Briallyn fechou os olhos, mordendo os lábios com tanta força que sentiu o gosto do próprio sangue na ponta da língua.
─ Nós saberemos se estiverem planejando algo, então, sequer pensem em cogitar ou Nestha ficará feliz em ter suas cabeças.─ A fêmea gesticula na direção da Archeron que acabara de deslizar a lâmina prateada pelo pescoço, abrindo um corte superficial.
Briallyn continua quieta.
─ Venceremos essa guerra, Briallyn. E quando a terminarmos, podemos facilmente ir atrás de todas as rainhas pela traição, sabe muito bem disso.─ Ela estala a língua.─ Do mesmo jeito que atravessamos as barreiras, podemos simplesmente derrubar seus palácios e tornar suas coroas nossas.─ A fêmea de cabelo curto se aproxima, inclinando-se brevemente e mantendo a mão estendida.─ Você manterá todos os exércitos mortais longe da guerra e, em troca, gentilmente permito que tenham suas cabeças. Temos um acordo ou não?

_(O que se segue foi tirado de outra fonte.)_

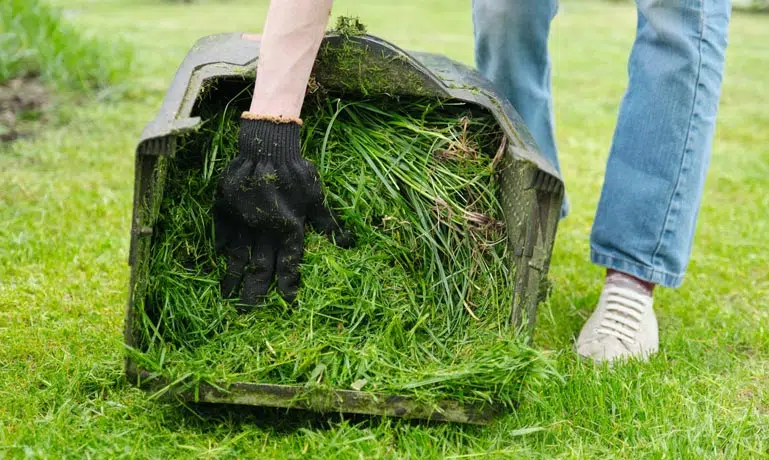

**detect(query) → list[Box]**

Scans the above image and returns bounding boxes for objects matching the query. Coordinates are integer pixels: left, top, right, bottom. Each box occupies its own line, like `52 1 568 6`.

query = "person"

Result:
212 0 731 362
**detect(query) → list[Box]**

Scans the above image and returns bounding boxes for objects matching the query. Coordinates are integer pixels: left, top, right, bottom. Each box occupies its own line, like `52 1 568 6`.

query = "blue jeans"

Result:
473 0 731 287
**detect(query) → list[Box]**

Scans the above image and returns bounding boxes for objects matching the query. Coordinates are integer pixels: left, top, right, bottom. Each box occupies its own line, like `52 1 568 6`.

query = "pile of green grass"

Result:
0 0 133 89
131 90 549 406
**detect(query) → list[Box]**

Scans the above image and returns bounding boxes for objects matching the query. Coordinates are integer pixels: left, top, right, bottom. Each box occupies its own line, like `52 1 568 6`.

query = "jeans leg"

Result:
473 0 567 215
590 0 730 287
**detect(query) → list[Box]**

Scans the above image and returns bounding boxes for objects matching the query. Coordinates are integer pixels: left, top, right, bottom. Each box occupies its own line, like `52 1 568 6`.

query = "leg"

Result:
577 0 730 361
591 0 730 287
473 0 560 181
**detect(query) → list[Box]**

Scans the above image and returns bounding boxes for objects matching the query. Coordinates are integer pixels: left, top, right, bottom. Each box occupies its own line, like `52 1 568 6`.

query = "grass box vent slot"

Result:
126 34 563 423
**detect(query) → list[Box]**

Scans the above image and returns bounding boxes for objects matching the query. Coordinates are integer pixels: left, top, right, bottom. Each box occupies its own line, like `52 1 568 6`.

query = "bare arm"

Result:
250 0 333 118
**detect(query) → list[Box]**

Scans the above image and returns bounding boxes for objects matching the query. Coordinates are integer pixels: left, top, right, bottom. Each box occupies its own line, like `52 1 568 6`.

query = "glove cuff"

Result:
238 112 302 161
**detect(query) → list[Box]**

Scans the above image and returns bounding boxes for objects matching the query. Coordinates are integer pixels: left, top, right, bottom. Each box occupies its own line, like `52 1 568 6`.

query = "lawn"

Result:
0 0 769 458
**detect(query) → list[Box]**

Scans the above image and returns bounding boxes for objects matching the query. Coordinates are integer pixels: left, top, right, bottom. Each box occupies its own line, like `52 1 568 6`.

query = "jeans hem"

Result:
590 247 684 288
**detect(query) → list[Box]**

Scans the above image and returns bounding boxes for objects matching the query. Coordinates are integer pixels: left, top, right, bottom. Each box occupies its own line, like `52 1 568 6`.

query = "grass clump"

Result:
132 90 549 406
0 0 133 89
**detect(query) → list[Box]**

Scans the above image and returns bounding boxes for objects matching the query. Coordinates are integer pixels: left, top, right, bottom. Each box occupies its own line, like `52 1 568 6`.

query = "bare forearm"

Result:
250 0 333 118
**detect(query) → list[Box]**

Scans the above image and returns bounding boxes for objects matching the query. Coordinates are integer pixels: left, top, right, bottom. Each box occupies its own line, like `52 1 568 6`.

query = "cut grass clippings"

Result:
131 89 550 407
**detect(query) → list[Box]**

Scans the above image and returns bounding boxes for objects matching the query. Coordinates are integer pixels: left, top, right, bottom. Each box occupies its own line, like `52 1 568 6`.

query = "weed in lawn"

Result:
132 90 548 406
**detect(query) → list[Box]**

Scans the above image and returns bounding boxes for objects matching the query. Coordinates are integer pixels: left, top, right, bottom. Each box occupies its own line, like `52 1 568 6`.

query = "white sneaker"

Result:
576 274 659 362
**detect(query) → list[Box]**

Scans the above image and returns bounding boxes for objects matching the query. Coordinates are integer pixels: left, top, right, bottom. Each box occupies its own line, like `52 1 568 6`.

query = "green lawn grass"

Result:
0 0 769 458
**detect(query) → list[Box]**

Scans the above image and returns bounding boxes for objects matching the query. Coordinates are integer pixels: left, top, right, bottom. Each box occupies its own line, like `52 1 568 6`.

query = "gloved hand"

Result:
214 112 351 307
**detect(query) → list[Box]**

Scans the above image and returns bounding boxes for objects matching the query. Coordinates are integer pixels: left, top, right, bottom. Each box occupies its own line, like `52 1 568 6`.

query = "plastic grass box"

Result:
125 33 563 423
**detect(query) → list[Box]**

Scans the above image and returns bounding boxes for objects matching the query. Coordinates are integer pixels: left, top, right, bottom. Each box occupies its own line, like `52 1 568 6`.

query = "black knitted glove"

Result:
214 113 351 307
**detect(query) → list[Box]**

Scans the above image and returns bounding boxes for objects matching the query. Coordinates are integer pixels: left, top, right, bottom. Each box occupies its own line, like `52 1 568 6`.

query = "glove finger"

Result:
275 224 304 303
221 232 251 299
307 201 354 248
240 240 275 307
214 206 235 253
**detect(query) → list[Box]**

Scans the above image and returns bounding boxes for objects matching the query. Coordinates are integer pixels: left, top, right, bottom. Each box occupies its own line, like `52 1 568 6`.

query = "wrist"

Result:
238 112 302 161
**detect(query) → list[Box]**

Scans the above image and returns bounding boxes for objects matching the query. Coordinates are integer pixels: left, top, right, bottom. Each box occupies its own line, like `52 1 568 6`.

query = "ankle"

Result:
606 268 656 295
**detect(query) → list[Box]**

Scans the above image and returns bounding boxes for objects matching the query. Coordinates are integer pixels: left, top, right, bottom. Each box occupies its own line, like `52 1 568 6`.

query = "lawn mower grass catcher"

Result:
125 29 563 423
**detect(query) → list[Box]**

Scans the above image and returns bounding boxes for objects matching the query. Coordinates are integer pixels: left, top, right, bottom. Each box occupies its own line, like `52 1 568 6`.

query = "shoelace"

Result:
596 286 649 344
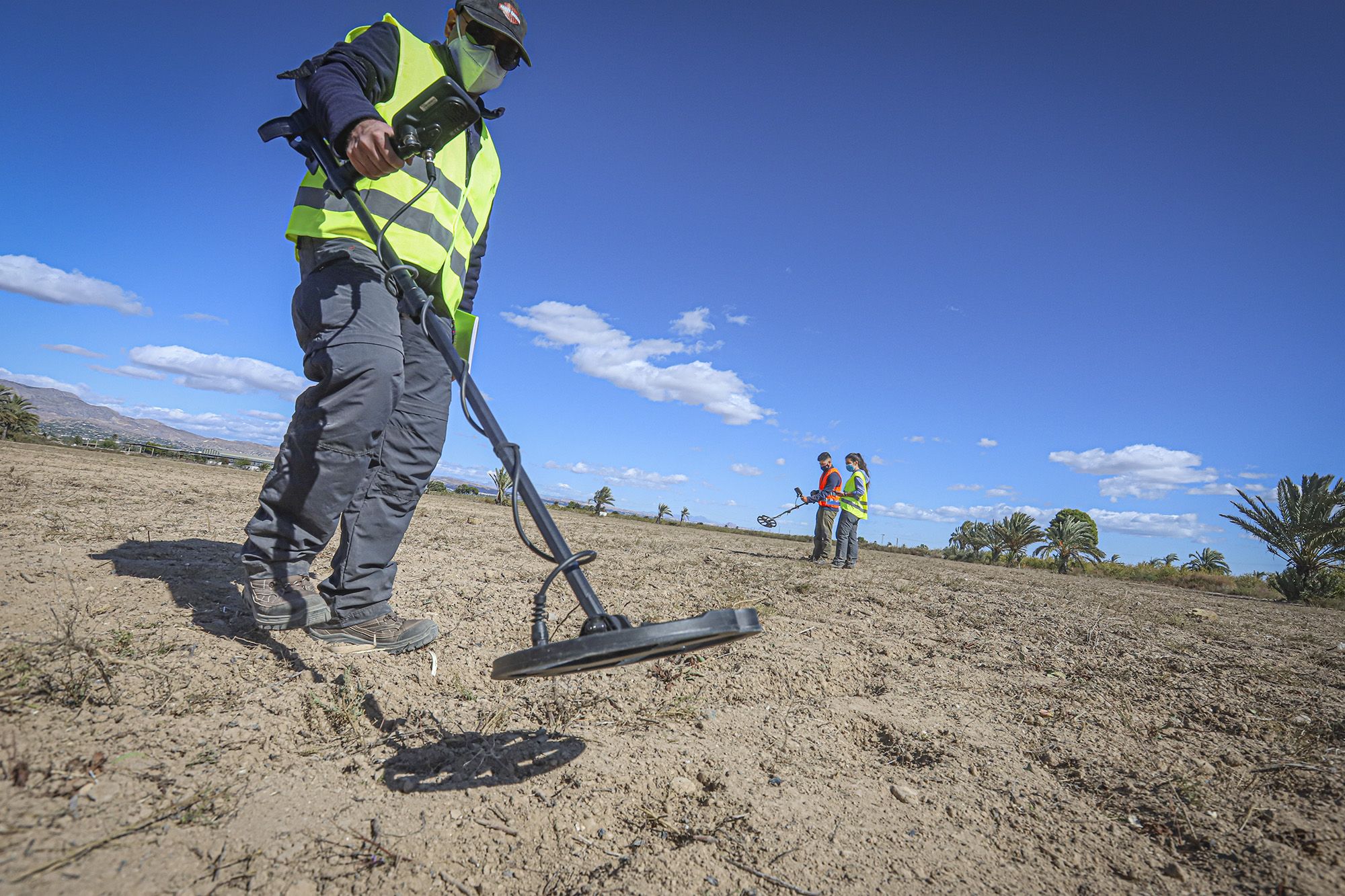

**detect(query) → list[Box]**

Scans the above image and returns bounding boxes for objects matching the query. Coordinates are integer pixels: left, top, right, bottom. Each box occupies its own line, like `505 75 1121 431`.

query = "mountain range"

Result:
0 379 726 524
0 379 277 462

Não havia escapatória. Briallyn não hesitou em colar sua palma com a da feérica e um grito escapou por seus lábios quando sentiu uma queimação intensa na região de suas costas.
─ Se tornou uma feérica, imagino que devemos mostrá-lo como acordos sempre são cumpridos.
Nestha Archeron se afasta, ainda sustentando a espada e olhos frios em uma promessa silenciosa de que ainda iria cumprir o que tanto desejou fazer naquela noite. Briallyn manteve no piso, encolhida e paralisada como um rato na frente de dois gatos famintos.
─ Cometa um erro e sua cabeça será minha. Nunca esquecerei que você tirou tudo da minha irmã e que deve pagar por isso.